Only fermented dairy products were associated with a lower risk of new-onset diabetes.

People who consumed the most low-fat fermented dairy foods reduced their risk of developing diabetes by 24 percent, according to British researchers. Fermented dairy products include all varieties of yogurt and some low-fat cheeses, like cottage cheese as well as kefir, lassi, acidopholus, and buttermilk.

Fermented dairy foods are those that have been modified by lactic acid-producing microorganisms that are added to milk. The process acidifies the milk and produces many different fermented milk products.

Those who ate roughly 2 ½ cups of low-fat yogurt a week had the greatest risk reduction (28 percent) compared to people who didn’t consume yogurt at all.

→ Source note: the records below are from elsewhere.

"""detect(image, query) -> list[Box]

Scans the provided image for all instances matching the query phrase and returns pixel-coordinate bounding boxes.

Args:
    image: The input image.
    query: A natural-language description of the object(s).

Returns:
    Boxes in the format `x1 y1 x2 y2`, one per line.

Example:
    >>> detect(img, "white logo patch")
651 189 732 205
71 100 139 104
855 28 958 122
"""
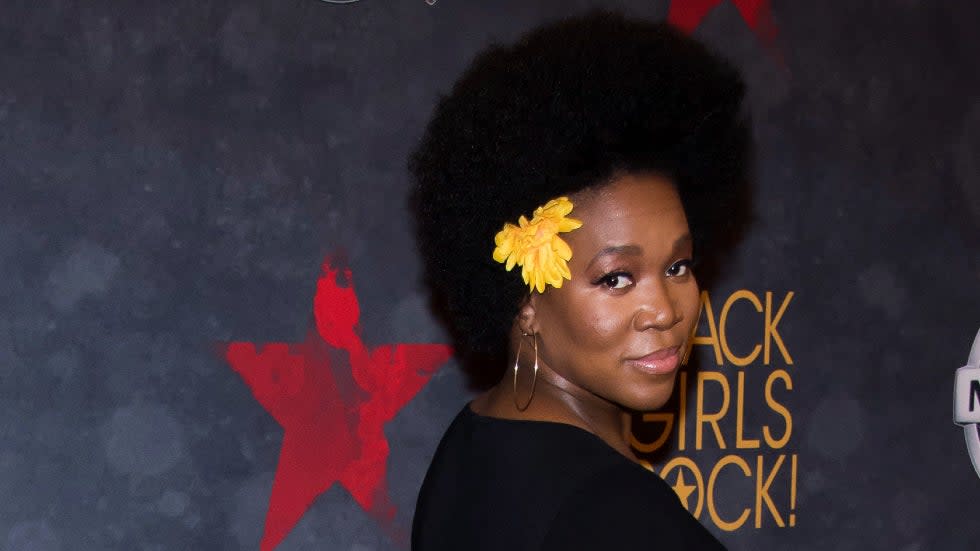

When yogurt was eaten as a snack instead of other foods like chips, it further reduced the risk of developing type 2 diabetes.

The study examined the diets of over 25,000 people. How much dairy food a person ate — high-fat dairy or low-fat dairy — was not itself linked to the risk of developing diabetes. Nor was total intake of milk and cheese. Only fermented dairy products were associated with a lower risk of new-onset diabetes.

It is not yet clear exactly what it is about yogurt and other fermented dairy products that helps. Previous research has suggested that certain nutrients in yogurt or other fermented dairy foods — such as vitamin D (in fortified foods), calcium, magnesium, and some potentially helpful fatty acids — may be the driving force, but further research is needed. The probiotic bacteria in fermented dairy foods may play a role, as well as a form of vitamin K connected with fermentation.

Unlike other studies that rely on people’s memory of what they ate in the past, these resarchers collected information on dietary intake in real time.

Nearly 26 million children and adults in the US have diabetes, with type 2 diabetes accounting for 90 to 95 percent of all cases. Most people who have type 2 diabetes (85 percent) are overweight or obese.

The study highlights the likelihood that some foods could play an important role in the prevention of type 2 diabetes, according to Nita Forouhi of the University of Cambridge and the lead scientist in this study. Such foods could be promoted in public health campaigns to reduce skyrocketing rates of the disease.

“…At a time when we have a lot of other evidence that consuming high amounts of certain foods, such as added sugars and sugary drinks, is bad for our health, it is very reassuring to have messages about other foods like yogurt and low-fat fermented dairy products, that could be good for our health,” Forouhi said.

The study was published in Diabetologia, the journal of the European Association for the Study of Diabetes.